Both front wheel bearings have been replaced. The rear differential got new fluid and a pinion seal at 195,000 miles. The brake rotors and pads have been replaced three times, which Dale says is normal for a truck that tows as much as his does. One of the door actuators failed last winter and the passenger rear door wouldn’t open from the inside for about six weeks before Dale got around to fixing it. His wife did not find this acceptable. He fixed it.
The air conditioning compressor was replaced at 178,000 miles. In Louisiana this is not optional.

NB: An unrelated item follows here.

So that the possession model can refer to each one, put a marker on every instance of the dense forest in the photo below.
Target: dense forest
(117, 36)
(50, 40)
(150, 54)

The frame. The front and rear axles. The transfer case. The cab structure. The suspension geometry is still true, which his alignment shop confirmed last spring when they said the front end wore as evenly as anything they’d seen on a high-mileage truck. The electrical system has been completely reliable except for one blown fuse in 2020 that took twenty minutes to diagnose and thirty seconds to fix.
The 6.7 Cummins, as already noted, has never been touched internally. Dale knocks on the hood when he says this. He is not a superstitious man but he is a practical one.
Transmission fluid earlier. He says this without hesitation. Every 60,000 miles whether it looks dirty or not, especially if you tow. That’s his advice and it cost him $3,800 to arrive at it.
He’d also buy the same truck again. Same year, same engine, same trim level. He looked hard at a 2023 when the transmission went, ran the numbers on a new payment against a rebuilt transmission and decided the rebuilt transmission was the smarter call by a significant margin. Three years later he still thinks so.
Dale wants to get to 400,000 miles. He says this the way a person states a plan, not a wish. He’s had the truck inspected by his mechanic twice in the last year and both times the verdict was the same: keep doing what you’re doing. The frame shows no rust. The engine shows no signs of distress. The only things his mechanic flagged were the rear shocks, which Dale has since replaced and which made a noticeable difference on the highway.
At his current mileage rate, around 25,000 to 28,000 miles per year, he’ll hit 400,000 somewhere in 2027. He’s already written it in the notebook.